Cependant, il n'est pas clair si cela sera possible. Relman, par exemple, s'est longtemps opposé à la recherche sur le gain de fonction avec des agents pathogènes potentiellement dangereux, car des accidents de laboratoire se sont produits dans le passé et pourraient se reproduire. Pour Robertson, c'est un débat valable, mais cela ne rend pas une origine de laboratoire de Covid-19 plus probable que les preuves ne l'indiquent.

Certains, comme la biologiste française Virginie Courtier, estiment que même discuter de la théorie des fuites de laboratoire dans les forums scientifiques est devenu trop lourd et ont porté leurs inquiétudes sur des points de vente plus traditionnels, tandis que d'autres craignent que le doigté ne fasse une future collaboration avec la Chine - et, par conséquent, trouver des réponses – plus difficile. Robertson souhaite que ses pairs s'inspirent du livre des météorologues  : "Vous ne blâmez pas le pays où la tempête a commencé."

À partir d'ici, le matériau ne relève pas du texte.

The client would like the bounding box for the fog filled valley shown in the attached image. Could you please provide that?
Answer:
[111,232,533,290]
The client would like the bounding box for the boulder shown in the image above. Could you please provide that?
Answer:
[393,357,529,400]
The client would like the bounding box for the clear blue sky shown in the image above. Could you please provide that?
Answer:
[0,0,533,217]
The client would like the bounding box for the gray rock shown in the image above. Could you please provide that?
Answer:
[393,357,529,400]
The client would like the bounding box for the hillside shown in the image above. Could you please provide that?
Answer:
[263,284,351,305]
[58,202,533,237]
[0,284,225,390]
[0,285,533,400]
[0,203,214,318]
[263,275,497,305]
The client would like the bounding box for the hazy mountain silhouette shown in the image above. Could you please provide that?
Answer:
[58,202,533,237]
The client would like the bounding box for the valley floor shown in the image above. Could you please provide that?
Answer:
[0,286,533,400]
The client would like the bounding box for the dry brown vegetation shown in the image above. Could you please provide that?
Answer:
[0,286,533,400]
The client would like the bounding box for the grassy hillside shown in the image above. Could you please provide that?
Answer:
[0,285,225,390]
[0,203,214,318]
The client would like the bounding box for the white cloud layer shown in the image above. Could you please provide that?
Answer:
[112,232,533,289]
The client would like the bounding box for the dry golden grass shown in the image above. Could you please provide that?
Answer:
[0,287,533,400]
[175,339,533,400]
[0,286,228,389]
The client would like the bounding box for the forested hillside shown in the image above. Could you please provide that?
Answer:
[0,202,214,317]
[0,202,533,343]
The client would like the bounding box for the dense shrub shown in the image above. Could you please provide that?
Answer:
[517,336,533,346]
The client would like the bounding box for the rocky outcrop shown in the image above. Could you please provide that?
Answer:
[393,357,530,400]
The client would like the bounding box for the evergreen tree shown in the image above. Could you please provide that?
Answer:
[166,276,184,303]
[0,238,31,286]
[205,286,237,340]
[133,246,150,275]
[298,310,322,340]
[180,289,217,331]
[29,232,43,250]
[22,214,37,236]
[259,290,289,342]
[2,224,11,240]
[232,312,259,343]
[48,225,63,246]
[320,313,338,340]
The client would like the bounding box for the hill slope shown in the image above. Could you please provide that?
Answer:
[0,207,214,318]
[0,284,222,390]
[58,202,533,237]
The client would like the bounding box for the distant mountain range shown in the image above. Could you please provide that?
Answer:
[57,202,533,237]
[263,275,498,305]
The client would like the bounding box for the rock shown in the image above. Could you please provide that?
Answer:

Pour Van Ranst, qui vit sous protection policière depuis qu'il a reçu des menaces de mort dans le cadre de son travail de réponse à la pandémie l'été dernier, identifier les origines de Covid est important - en vue d'atténuer le risque de futurs débordements - mais ce n'est pas une priorité. « Concentrons-nous sur la pandémie actuelle et arrêtons ce virus », dit-il.